Being completely consumed and overwhelmed by wedding thoughts, that is.
Apparently engagement angst and wedding related loss of personality is going around. this weekend i found out through this post by Practical Wedding blogger Meg and this one by 2000 Dollar Wedding Guru, Sara that i am not alone.
Turns out that for the past few months nearly all of my thoughts turn to wedding details or wedding related issues. nearly half of my convos revolve around this stuff... i mean, when MY half of the convo is spent talking about wedding stuff? really? I have diverse interests.. i'm not boring! I don't have a one-track mind! but these days it seems like it.
and i'm completely disgusted with myself.

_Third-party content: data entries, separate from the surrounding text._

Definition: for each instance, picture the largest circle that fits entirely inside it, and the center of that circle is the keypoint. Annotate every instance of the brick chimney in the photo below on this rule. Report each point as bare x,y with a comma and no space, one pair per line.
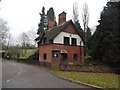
62,18
50,24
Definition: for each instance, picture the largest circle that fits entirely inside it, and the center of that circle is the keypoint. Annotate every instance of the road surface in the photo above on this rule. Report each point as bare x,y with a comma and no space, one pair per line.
18,75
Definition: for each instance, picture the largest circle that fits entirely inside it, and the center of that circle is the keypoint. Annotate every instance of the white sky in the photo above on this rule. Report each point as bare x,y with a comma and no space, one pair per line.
23,15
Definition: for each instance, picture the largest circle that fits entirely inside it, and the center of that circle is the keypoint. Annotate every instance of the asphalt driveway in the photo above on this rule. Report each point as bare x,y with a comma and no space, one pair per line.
18,75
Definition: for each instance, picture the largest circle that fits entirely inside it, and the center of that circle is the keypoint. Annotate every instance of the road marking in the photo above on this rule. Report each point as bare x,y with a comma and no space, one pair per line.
15,75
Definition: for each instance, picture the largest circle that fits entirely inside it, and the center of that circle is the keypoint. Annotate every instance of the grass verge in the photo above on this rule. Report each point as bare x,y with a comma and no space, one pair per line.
105,80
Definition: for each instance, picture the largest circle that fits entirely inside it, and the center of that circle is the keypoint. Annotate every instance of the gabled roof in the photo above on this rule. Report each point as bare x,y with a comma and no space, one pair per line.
52,33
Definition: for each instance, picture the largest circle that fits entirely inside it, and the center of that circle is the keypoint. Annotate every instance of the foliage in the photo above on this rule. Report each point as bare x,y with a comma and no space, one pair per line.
85,16
105,41
88,59
75,12
3,32
51,15
43,22
105,80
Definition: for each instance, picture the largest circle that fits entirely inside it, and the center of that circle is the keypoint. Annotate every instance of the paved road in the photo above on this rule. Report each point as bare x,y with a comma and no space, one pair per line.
17,75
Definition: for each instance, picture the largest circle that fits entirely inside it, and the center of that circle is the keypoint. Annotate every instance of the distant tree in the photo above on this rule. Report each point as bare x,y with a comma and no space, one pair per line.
23,41
75,18
3,32
31,34
106,39
43,21
85,18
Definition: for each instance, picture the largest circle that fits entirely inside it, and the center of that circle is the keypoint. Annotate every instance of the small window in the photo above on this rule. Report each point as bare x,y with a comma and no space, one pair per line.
66,40
54,54
45,40
74,41
75,57
45,56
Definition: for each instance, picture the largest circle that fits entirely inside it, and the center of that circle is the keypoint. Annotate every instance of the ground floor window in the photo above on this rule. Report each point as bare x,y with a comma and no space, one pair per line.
64,56
55,54
75,57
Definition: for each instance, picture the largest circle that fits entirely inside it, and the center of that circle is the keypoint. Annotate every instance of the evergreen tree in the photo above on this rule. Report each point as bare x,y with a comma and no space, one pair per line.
88,40
51,15
105,40
43,22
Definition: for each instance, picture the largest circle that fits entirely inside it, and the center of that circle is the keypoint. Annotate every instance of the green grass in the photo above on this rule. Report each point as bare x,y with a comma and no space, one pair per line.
25,54
105,80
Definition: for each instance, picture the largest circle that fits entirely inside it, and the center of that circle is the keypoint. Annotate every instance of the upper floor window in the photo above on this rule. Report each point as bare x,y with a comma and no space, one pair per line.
73,41
66,40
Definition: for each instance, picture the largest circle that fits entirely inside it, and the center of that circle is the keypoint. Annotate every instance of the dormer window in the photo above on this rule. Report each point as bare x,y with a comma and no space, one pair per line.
66,40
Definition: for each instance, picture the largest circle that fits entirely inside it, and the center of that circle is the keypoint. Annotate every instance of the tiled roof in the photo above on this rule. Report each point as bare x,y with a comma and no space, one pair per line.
52,33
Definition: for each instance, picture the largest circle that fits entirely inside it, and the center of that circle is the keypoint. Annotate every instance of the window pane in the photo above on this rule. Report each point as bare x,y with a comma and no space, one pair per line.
66,40
45,56
74,41
75,57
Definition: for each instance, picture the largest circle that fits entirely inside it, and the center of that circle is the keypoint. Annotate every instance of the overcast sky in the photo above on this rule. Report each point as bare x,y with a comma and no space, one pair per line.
23,15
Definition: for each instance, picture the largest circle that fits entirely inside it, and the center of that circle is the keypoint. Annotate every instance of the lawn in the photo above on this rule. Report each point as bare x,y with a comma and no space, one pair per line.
105,80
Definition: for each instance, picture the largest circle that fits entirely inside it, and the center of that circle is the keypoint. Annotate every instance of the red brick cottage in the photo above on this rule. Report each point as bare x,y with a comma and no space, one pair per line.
62,43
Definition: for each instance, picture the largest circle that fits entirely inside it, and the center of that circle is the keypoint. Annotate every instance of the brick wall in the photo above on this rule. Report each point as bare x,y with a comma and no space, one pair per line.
55,62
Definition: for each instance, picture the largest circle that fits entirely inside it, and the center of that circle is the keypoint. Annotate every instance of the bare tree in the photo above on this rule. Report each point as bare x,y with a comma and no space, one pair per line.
75,12
85,16
32,35
23,41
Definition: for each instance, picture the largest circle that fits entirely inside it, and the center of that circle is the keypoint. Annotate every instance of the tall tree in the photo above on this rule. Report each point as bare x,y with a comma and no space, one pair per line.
51,15
3,32
43,22
85,18
75,12
106,39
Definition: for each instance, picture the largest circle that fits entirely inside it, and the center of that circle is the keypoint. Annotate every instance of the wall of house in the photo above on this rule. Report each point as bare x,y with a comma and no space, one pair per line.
71,50
60,38
45,49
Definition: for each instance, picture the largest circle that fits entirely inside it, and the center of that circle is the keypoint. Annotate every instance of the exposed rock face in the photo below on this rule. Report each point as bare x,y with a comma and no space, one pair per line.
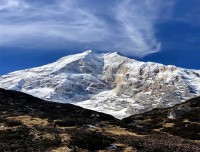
108,82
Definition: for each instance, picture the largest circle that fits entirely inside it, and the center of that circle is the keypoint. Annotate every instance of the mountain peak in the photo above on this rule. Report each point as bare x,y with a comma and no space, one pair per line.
107,82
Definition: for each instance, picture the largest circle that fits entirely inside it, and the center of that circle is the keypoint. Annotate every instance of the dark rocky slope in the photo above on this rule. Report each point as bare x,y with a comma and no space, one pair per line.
31,124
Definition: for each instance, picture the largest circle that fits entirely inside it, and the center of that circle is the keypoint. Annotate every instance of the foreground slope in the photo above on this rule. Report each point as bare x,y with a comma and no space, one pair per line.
107,82
31,124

i mean, i started blogging about the wedding and marriage plans BECAUSE i didn't want it to dominate my real conversations... if I was spewing it out online, then i wouldn't feel a need to share it or be "the friend who only talks about weddings"
i promise, there are LOTS of other things going on in my life... i'm working on a really exciting thesis proposal, raising money and awareness for DV with Februhairy, reading really thought provoking books, and trying to get a rad job for next year... not to mention that fact that I watch house, the office, and 30 rock like a fiend.

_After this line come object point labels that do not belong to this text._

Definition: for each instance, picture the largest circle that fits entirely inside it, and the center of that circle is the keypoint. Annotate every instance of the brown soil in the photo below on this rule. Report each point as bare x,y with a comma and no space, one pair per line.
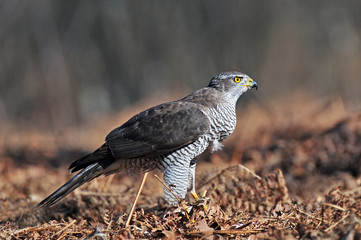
290,171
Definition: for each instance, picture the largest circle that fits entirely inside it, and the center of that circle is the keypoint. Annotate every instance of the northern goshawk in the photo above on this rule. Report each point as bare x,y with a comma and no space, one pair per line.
169,137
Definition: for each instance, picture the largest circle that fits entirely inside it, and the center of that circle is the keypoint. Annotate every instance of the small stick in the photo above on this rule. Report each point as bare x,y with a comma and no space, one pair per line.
136,199
64,228
165,185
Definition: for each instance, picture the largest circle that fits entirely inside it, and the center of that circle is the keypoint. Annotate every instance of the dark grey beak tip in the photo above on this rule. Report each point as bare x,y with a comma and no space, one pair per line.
254,85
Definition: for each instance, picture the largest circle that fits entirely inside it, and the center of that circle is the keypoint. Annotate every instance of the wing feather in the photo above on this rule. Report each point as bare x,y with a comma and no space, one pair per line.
158,130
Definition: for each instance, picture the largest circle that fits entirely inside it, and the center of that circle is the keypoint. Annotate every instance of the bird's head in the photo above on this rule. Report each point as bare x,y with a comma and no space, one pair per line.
232,84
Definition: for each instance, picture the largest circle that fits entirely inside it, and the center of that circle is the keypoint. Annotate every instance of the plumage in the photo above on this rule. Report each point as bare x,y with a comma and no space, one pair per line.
168,136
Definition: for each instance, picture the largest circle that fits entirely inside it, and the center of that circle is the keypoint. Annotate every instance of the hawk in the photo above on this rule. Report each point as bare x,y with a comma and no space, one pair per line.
169,136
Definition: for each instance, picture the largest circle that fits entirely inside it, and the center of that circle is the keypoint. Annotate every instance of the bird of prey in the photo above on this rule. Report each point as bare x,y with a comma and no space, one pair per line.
168,136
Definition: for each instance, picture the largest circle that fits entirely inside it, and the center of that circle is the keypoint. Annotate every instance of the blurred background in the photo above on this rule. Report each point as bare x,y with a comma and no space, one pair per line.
67,63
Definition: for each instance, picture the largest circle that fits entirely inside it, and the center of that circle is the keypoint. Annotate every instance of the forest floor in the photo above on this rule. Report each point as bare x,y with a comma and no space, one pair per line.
291,170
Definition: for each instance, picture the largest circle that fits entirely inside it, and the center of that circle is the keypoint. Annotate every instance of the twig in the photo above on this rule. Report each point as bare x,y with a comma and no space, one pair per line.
338,222
335,206
64,228
165,185
249,171
136,199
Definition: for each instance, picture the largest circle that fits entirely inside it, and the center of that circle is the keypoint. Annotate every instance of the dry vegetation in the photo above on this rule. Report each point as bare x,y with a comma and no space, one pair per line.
285,174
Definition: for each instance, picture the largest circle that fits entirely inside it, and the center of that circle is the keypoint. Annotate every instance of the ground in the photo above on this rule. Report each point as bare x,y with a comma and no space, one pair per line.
291,170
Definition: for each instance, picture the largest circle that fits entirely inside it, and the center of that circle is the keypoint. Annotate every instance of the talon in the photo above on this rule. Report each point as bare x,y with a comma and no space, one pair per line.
195,196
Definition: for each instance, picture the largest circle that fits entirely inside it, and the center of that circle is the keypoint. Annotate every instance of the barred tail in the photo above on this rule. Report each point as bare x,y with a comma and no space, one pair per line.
87,174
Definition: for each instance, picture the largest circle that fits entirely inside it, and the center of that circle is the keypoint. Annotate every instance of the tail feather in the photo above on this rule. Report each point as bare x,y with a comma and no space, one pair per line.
87,174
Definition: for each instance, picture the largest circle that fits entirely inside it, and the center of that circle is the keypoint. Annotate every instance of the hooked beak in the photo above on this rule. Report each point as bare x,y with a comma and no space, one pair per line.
254,85
251,84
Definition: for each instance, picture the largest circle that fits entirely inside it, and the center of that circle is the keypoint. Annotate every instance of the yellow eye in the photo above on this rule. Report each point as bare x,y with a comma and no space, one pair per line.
237,79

but somehow i always end up talking about wedding stuff (this is not to be confused with marriage stuff). part of this is because people ask about wedding stuff... how the planning is going, am i nervous, etc. why can't they ask about marriage stuff? or other life stuff?
sometimes i don't bite the bait since I know people are just being polite and want to make conversations. This is fine with me and usually i can steer the conversation to something i know they care about more than my silly wedding plans.... you know: march madness or a funny news story, a question about their life
but when my close friends ask i usually totally spill all of my anxiety or excitement on them.
The thing is, you have no idea how good it feels to be able to talk about all this junk with the people who know you the best. BUT this is a REALLY bad and sort of unhealthy way to relate to the people you love the most.
so as my Lenten resolution, I'm working on finding a balance with the need to vent with the need to be me. this probably means that i'll talk about wedding stuff with my mom and through this blog... and then if someone really, REALLY, for real wants to know.